Dinner with The Fixer

I talked about in an earlier post that I entitled 'Inept Corruption' about our problems with the corrupt purchasing of tickets at the new train station in Kiev. It wasn't fun. It was actually rather scary, but att he time it was just pissing me off. In retrospect, and after talking to a lot of people, it's one of those 'oh shibbit!' moments. However, we were, as I noted, saved by the man I called, 'The Fixer'.

What exactly did he do? Well, Lyuda via Lena got ahold of him and pleaded for help. She'd faced the corruption in her home country and new tha there were places you could turn to. She called and begged for help. Was there any way to get us train tickets? Could he talk to someone? He said he would try. He didn't promise anything, but said he would try. He made some discrete phone calls and told Lyuda to go pick them up. We still had to pay for them, but they were suddenly available. They were for the best class available on the train and cost us for the three adults about $60 each, iirc. This was 'Lux' class. We left Kiev on the train the next day with not a shark-finned minnow in sight.

In fact, British Airways had lost - or rather accidently left - some of our luggage in London. The luggage had been expressed to us the day after our flight and as we'd been required to crash at a relative of Lyuda's in Kiev it arrived the day we were leaving on the train. They rushed it via courier to the train and got it to us just moments before the train left. Talk about service! There was no charge: for Ukraine that is something just short of amazing!

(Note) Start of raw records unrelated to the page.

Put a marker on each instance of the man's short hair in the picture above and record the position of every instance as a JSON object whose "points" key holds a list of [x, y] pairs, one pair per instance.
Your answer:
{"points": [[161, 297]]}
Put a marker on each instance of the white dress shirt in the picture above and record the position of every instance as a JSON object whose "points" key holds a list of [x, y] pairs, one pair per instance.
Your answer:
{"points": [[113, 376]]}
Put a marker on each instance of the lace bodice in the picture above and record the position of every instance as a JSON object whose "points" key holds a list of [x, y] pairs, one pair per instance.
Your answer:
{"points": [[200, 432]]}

We made it to Gorlovka. Another friend of Lyuda's picked us up with his SUV - yes, Lyuda has some wealthier friends in Ukraine. Duh! She worked for the police - and gave us a ride to her house. It's not a short walk from the train station to Lyuda's home - more like a couple miles! - and it would have been Yet Another Lyuda-Luggage Death March - if we'd attempted the walk. We'd arrived too early for a bus...soooo...the gentleman was delighted to see Lyuda again and gave us the ride quite cheerfully despite having so many heavy things being packed into it.

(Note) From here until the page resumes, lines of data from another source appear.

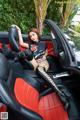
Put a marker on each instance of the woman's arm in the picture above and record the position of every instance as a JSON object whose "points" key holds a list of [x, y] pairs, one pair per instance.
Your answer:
{"points": [[21, 42]]}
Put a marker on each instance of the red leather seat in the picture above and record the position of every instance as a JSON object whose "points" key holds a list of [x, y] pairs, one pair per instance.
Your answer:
{"points": [[49, 106]]}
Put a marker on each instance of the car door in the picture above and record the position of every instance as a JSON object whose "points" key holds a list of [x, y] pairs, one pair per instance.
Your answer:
{"points": [[64, 50]]}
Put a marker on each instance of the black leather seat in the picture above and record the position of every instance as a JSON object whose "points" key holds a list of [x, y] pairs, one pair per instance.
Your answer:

When we got to Lyuda's home, she burst into tears. It'd be quite some time since she'd seen her family and she'd missed them terribly. It was touching. However, I felt that I didn't want to take pix or video. it wouldn't been right. it wold have been voyeurism at its worst. This was a moment meant to be private and loving. Mama and Lena seeing Lyuda for the first time in years and Vsevolod and Avrora were meeting parts of the family they'd never met and probably really didn't understand existed. Lena and Mama welcomed me warmly and so they ddi for Tom too, but their attention was focused on Lyuda. As it should have been.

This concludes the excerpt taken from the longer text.